Their home today is full of the sounds of childhood—they have three daughters, Samantha, Naomi, and Juliette. While each girl is unique in their own right—Samantha, a black-and-white eldest daughter with a passion for music and reading, and Naomi, the wild-card middle child fascinated with makeup and the outdoors— at just four years old, Juliette is the rarest among them. 
Just over a year ago, Juliette was diagnosed with Sanfilippo syndrome, or MPS III, a rare and progressive genetic disease affecting approximately 1 in every 70,000 children born in the U.S. Despite her diagnosis, her parents note that her spirit shines brightly.
“She never really gets upset,” said Jemma. “She’s just a really happy kid.”
Juliette’s parents first began to notice that something was different about her when she failed her newborn hearing screening. By her first birthday, doctors confirmed mild hearing loss. With early intervention and the help of their local school district, Juliette began receiving therapies and developmental support. But as she grew, progress seemed to slow.
Around that same time, a friend from church sent Jemma an article about Sanfilippo syndrome. “I remember reading it and knowing that’s what she had,” said Joey.
“I think I knew, too,” added Jemma. “I just didn’t want to believe it.”
A day before Juliette’s third birthday, the results confirmed their suspicion—Sanfilippo syndrome. For Jemma and Joey, the diagnosis was both heartbreak and a turning point.
Since then, life has been a delicate balance of routines and unpredictability. Juliette attends preschool, supported by a one-on-one aide who understands MPS and the unique needs that come with it, and the family works hard to balance the unpredictable future ahead.
“Juliette used to have a limited vocabulary, and she’d get visibly excited when I got home from work in the afternoon,” said Joey. “About six months ago, though, that all started to change. She’s non-verbal now, and very impulsive.”
“She could walk out in front of a car, and you could yell at her to ‘stop!’ and she wouldn’t,” added Jemma. “There’s very little comprehension.”
The ups and downs have been hard on the family, especially Samantha and Naomi.
“We’ve explained it to them, and they know she’s not like other kids,” Jemma said. “They get frustrated at times because they don’t always understand why Juliette acts a certain way, or why we have to travel because of her.
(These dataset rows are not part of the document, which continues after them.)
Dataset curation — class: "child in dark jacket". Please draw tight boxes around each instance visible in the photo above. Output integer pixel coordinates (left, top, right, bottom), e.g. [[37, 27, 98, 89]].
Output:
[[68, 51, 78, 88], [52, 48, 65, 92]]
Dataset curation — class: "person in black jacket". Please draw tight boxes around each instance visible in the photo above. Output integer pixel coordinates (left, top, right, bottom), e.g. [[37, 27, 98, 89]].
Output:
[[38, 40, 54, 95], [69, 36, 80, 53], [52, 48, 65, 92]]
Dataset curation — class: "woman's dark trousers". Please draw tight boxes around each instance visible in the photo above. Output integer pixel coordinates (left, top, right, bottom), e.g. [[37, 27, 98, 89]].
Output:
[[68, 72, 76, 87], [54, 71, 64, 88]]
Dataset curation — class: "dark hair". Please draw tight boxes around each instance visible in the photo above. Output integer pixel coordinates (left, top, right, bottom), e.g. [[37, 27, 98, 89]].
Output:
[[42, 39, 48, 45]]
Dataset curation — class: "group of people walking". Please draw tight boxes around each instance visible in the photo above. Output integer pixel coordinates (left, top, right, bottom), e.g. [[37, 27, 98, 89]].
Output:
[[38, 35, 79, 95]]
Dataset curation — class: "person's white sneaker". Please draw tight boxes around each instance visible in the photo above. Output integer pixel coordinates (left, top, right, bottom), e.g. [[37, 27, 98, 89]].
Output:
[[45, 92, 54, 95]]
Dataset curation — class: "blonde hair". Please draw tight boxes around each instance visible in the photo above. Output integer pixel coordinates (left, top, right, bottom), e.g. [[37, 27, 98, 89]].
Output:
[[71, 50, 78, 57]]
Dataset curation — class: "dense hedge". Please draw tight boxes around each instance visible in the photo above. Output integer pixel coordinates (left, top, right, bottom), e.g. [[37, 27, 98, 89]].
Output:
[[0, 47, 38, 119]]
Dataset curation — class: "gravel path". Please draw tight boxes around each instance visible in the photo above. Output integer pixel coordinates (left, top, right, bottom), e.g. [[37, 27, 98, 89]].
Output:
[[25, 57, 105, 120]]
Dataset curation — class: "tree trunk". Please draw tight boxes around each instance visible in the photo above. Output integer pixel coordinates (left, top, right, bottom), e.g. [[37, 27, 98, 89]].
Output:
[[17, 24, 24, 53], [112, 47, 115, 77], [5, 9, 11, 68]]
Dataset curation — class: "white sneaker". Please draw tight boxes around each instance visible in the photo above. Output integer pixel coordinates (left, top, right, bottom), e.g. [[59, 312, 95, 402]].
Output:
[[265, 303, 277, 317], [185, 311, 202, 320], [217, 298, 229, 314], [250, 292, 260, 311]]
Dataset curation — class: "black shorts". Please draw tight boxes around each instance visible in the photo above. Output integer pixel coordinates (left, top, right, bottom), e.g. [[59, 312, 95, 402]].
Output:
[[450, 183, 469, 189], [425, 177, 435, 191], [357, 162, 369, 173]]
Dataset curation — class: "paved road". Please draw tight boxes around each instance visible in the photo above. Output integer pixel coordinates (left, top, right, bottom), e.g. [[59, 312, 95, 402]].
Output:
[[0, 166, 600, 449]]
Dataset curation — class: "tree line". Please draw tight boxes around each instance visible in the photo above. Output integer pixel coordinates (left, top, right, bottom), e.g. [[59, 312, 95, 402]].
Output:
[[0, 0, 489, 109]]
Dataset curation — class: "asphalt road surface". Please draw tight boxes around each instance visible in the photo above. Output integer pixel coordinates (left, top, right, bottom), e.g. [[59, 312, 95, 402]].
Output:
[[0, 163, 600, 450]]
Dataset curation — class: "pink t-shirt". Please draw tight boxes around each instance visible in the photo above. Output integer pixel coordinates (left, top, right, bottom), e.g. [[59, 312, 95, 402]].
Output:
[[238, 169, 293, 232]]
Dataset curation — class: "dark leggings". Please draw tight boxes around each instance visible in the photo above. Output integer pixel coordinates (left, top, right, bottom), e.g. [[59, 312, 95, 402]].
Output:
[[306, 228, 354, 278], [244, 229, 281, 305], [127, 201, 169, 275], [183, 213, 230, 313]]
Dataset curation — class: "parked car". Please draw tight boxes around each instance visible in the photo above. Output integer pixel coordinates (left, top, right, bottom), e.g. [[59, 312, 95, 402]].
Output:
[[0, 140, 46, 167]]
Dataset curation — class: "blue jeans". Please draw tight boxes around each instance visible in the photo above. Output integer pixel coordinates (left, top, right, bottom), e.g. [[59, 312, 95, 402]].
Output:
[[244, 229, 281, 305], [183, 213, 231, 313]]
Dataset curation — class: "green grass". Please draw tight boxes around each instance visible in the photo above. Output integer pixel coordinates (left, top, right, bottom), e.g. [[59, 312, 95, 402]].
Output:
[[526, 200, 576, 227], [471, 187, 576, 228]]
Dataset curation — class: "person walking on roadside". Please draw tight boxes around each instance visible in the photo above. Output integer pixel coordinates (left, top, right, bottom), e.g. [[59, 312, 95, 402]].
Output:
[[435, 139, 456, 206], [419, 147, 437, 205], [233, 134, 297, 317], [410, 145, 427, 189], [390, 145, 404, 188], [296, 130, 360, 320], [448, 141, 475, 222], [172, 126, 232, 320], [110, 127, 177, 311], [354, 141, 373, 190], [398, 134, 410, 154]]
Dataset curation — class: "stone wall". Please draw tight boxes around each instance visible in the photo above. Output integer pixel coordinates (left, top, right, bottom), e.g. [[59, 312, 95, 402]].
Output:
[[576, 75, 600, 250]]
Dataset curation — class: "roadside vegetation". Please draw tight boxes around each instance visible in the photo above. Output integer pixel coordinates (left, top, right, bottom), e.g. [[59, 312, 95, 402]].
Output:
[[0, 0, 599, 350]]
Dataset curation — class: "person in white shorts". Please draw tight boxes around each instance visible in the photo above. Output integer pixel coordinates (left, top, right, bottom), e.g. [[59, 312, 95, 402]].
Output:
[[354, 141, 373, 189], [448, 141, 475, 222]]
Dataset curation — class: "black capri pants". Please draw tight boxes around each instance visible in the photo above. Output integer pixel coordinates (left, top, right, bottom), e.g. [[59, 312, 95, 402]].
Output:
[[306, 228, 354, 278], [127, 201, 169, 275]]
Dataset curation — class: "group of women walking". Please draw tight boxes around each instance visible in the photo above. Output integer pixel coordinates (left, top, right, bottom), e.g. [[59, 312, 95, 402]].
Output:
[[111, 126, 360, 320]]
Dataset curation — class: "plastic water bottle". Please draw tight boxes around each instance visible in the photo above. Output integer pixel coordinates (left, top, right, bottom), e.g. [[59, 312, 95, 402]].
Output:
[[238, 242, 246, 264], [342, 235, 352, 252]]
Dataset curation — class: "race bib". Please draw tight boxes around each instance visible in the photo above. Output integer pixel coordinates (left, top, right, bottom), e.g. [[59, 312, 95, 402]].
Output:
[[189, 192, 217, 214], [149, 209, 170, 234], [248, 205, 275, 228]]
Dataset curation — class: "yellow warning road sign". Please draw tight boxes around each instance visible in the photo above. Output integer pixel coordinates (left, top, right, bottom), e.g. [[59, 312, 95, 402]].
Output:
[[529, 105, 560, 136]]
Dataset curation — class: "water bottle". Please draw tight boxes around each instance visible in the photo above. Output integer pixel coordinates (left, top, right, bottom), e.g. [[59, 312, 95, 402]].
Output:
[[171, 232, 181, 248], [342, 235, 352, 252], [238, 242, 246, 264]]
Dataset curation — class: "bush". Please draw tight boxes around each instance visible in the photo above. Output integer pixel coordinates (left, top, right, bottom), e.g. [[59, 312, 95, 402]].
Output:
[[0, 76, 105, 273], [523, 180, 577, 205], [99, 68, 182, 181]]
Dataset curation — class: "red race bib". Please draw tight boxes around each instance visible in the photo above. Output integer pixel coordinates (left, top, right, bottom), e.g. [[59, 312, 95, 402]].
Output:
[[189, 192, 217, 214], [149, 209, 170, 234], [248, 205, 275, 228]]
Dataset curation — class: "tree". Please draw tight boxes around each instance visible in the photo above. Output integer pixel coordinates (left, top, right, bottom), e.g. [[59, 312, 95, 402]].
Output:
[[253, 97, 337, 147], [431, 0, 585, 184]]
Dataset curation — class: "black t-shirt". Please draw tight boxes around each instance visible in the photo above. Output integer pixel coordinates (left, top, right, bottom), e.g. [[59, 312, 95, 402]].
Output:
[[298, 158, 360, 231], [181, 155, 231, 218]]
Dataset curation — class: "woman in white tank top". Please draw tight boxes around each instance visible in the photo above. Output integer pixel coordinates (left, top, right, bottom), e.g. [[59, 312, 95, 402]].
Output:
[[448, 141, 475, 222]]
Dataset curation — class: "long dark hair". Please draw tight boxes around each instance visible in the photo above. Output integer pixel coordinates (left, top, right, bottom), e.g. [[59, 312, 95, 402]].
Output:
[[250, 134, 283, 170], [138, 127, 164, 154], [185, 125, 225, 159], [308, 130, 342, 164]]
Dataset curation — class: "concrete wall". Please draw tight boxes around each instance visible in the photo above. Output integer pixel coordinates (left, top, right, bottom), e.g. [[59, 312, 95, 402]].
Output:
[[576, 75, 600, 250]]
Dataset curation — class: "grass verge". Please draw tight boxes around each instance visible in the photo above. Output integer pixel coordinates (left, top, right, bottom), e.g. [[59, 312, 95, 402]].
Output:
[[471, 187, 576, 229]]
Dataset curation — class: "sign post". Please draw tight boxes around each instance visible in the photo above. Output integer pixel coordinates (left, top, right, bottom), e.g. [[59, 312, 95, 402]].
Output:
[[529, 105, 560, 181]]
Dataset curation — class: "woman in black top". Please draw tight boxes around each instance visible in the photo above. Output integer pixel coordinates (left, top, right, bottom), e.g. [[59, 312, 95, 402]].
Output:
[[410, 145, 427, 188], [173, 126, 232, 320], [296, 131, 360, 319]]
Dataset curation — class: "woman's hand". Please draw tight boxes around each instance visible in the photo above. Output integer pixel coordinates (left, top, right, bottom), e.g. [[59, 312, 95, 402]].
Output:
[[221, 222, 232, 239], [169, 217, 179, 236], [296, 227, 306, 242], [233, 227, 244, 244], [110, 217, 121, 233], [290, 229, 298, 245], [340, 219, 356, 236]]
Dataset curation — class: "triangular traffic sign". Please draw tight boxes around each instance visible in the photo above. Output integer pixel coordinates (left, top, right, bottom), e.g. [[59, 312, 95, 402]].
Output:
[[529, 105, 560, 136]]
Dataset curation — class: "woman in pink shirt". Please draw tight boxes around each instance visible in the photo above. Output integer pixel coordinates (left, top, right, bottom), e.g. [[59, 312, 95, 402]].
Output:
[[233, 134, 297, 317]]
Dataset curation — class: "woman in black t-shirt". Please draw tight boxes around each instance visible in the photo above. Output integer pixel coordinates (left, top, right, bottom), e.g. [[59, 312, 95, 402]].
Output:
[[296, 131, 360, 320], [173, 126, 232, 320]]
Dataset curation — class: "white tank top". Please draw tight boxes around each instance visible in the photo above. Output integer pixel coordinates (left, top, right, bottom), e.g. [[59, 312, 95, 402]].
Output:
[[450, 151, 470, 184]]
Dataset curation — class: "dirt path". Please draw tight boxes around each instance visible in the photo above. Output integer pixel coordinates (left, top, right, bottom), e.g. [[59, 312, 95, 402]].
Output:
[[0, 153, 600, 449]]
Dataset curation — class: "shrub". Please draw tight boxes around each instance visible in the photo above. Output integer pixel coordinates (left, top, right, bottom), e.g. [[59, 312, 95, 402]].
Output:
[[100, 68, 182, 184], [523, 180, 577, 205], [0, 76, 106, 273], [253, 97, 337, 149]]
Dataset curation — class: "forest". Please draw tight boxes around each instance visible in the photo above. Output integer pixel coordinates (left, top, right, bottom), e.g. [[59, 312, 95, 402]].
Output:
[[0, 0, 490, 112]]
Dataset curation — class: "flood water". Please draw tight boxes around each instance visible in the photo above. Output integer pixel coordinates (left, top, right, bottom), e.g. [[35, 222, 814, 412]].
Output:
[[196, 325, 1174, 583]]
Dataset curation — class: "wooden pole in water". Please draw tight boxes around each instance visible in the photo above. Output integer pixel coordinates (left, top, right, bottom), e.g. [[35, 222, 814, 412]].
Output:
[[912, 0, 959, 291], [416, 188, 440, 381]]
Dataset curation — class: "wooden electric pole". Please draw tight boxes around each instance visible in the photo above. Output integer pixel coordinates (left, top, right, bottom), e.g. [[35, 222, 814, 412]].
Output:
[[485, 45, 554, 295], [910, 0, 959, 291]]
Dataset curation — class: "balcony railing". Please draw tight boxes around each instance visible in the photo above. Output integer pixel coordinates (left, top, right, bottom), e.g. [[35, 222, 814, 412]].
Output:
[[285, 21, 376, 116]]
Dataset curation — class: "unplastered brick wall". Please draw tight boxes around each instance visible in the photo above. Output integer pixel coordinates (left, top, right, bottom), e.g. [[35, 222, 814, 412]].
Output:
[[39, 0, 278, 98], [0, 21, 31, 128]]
They love her, but when they hug her or try to interact with her, she doesn’t seem to notice much.”
Even amid the challenges, though, Jemma holds tightly to hope. She follows research updates closely, encouraged by the progress made through gene therapy and treatment advancements for other rare diseases. “We know the science is there,” she says. “We just need it to reach families like ours—to give Juliette and children like her a chance at a longer, fuller life.”
What began as a college romance has grown into a partnership defined by purpose—a shared mission to fight for Juliette’s future, and a future for all children living with Sanfilippo syndrome.